Put on a pair of latex or similar gloves and prepare some cotton wool or paper towel. Put some lubricant on glove on your index finger. Liquid soap or petroleum jelly work well. Insert your finger into the anus gently. Using your index finger and thumb feel along the sides of the anus towards the bottom of the anus. You will feel two fluid filled sacs (ranging in size from pea size to grape size).
Hold the anal gland between your index finger and thumb and push gently from the outside towards the inside of the anus. The liquid should come out easily. If it does not or if your dog is distressed, then it is best to get a vet to investigate. Be sure to clean the area outside the anus with a dog safe shampoo to prevent the smell from lingering. .
At the vet or groomer
Both vet techs and groomers can perform routine anal gland expression. However, in complex cases or if the issue persists, a veterinarian’s expertise might be necessary.
When to seek veterinary assistance
A wait-and-see approach might be suitable for minor issues. If discomfort persists beyond 48 hours, consult your veterinarian. Seek immediate assistance if you notice signs of infection, intense pain, swelling, or abscess formation. If the problem is recurrent or causes your dog significant pain, discuss long term management options with your vet. In some cases, removing the anal glands completely is the best course of action.
Frequently Asked Questions
What are the risks associated with expressing anal glands?

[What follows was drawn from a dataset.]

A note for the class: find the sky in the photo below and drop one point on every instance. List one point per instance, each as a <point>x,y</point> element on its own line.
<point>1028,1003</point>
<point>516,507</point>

While the process itself is generally safe, there’s a small risk of injury or infection if not done correctly. If your dog is very painful or is a sensitive dog, be very careful to avoid injury to yourself.
What should I do if the glands look infected?
If the anal glands are difficult to express or if the fluid is thick, pungent, yellow, white, green of blood-tinged, then your dog may have an anal gland infection. Prompt treatment by a vet is essential to prevent abscesses and other complications.
Can diet affect the frequency of anal gland expression?
Yes, absolutely. A high fibre diet can help reduce the need for anal gland expression. In some cases, dogs with food allergies may also develop anal gland issues and switching over to a hypoallergenic diet may be helpful.
What should I do if my dog has persistent anal gland issues?
If problems continue, consult your veterinarian for a comprehensive evaluation. The vet needs to look out for any underlying conditions or complicating factors to help resolve the anal gland problem.
Understanding your dog’s anal gland health is a crucial part of responsible pet ownership. By recognizing the signs of discomfort and taking preventive measures, you can help keep your furry companion happy and healthy. Remember, if in doubt, always consult your veterinarian for the best guidance tailored to your dog’s individual needs.